Selama ini, Agus berupaya memberikan pelayanan terbaik bagi umat. Di sekretariat paroki ini, Agus berkarya bersama dua rekannya. Sekretariat ini buka setiap hari dari pukul 08.00 hingga 20.00. Selain melayani di sekretariat paroki, Agus juga mengerjakan database umat.
Selama 15 tahun berkarya di sekretariat paroki, berbagai tantangan pernah Agus lalui. Ia harus bertemu dengan beragam umat dengan aneka latar belakang. “Dimarahi, dicaci maki, itu sudah biasa. Kadang, ada pula umat yang minta urusan administrasi sakramental harus kelar dalam satu hari. Itu kan tidak mungkin, karena berhubungan dengan banyak pihak,” cerita pria asal Kendal, Jawa Tengah ini. Jika menghadapi umat yang seperti ini, Agus hanya bisa bersabar. “Ya, saya tetap tersenyum saja,” imbuh pria lulusan sekolah menengah atas ini.
Tempat sampah
Pengalaman serupa juga dihadapi karyawan sekretariat Paroki St Nikodemus Ciputat, Tangerang Selatan, Agnes Eka Ostriani. Perempuan yang baru dua tahun berkarya di sekretariat paroki ini, kerap dimarah-marahi umat lantaran dianggap tidak bisa bekerja.

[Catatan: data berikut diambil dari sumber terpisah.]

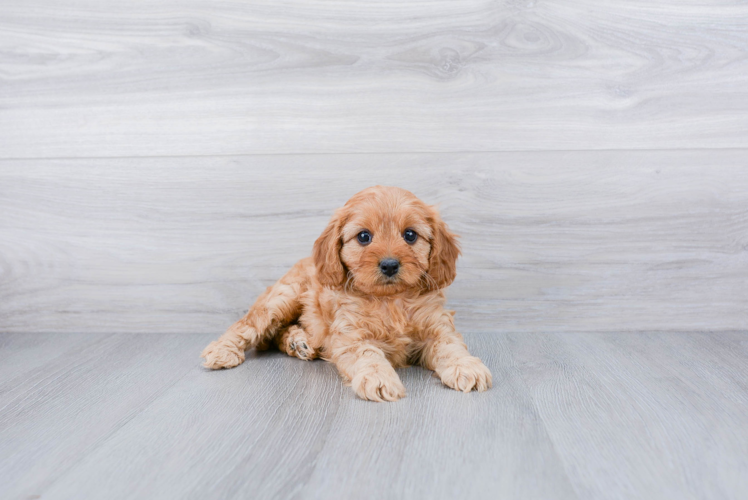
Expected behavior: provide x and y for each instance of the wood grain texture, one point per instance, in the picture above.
(141, 78)
(575, 241)
(571, 416)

Jumlah umat yang banyak di sebuah paroki, sementara tenaga pastoral terbatas, kadang juga menyulitkan para pegawai sekretariat paroki. Paling tidak inilah yang dihadapi karyawan sekretariat Paroki Trinitas Cengkareng, Jakarta Barat, Fransiskus Mans Veradi. Banyak umat yang tidak terlayani dan kecewa, lantaran keterbatasan tenaga pastoral di paroki. “Umat kadang meluapkan kekecewaan itu kepada kami. Pegawai sekretariat sering menjadi ‘tong sampah’ kekecewaan umat. Tapi, saya berusaha mengolah setiap “sampah kekecewaan” itu, agar tetap menjadi berkat,” ucap Frans yang berkarya di sekretariat Paroki Trinitas sejak 19 November 2002.

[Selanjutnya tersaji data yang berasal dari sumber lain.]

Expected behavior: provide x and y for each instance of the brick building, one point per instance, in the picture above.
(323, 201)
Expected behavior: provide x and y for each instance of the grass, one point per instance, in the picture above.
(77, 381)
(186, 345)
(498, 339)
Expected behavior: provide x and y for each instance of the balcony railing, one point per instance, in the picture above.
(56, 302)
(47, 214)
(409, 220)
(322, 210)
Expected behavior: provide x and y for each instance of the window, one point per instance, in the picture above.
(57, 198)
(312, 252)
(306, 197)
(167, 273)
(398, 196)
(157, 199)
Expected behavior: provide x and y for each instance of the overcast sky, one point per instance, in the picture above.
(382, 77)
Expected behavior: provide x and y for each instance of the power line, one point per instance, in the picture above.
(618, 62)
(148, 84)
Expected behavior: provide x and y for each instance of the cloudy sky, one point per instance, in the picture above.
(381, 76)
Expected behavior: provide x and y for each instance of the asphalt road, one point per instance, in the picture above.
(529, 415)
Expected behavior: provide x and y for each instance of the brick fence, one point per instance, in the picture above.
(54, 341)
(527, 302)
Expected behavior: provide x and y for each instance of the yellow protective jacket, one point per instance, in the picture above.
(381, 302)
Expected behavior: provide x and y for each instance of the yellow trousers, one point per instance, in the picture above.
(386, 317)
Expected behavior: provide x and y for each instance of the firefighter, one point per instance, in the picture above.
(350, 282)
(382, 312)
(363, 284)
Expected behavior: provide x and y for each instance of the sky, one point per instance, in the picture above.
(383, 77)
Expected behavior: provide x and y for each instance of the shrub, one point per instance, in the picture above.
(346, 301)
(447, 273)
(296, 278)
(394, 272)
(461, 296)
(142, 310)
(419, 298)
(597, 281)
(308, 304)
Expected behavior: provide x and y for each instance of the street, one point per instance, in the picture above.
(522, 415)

Pengalaman serupa juga dialami karyawan di bagian front desk Wisma KAJ, Vanny Natalia. Perempuan yang baru satu tahun bekerja ini, sering menjadi tempat umat menumpahkan kekecewaan karena tidak bisa bertemu atau tidak bisa mendapat pelayanan dari para imam yang tinggal di Wisma Keuskupan. “Kadang saya dikira bohong, padahal kan romo-romo disini sibuk semua,” ucap perempuan asal Subang, Jawa Barat ini.
Selain itu, Vanny juga terkendala dengan penguasaan bahasa Inggris yang terbatas. Padahal, sering ada panggilan telepon atau tamu yang menggunakan bahasa Inggris. “Saya sih berharap ada pelatihan bahasa Inggris, agar saya bisa melayani para tamu atau penelpon yang berbahasa Inggris,” harapnya.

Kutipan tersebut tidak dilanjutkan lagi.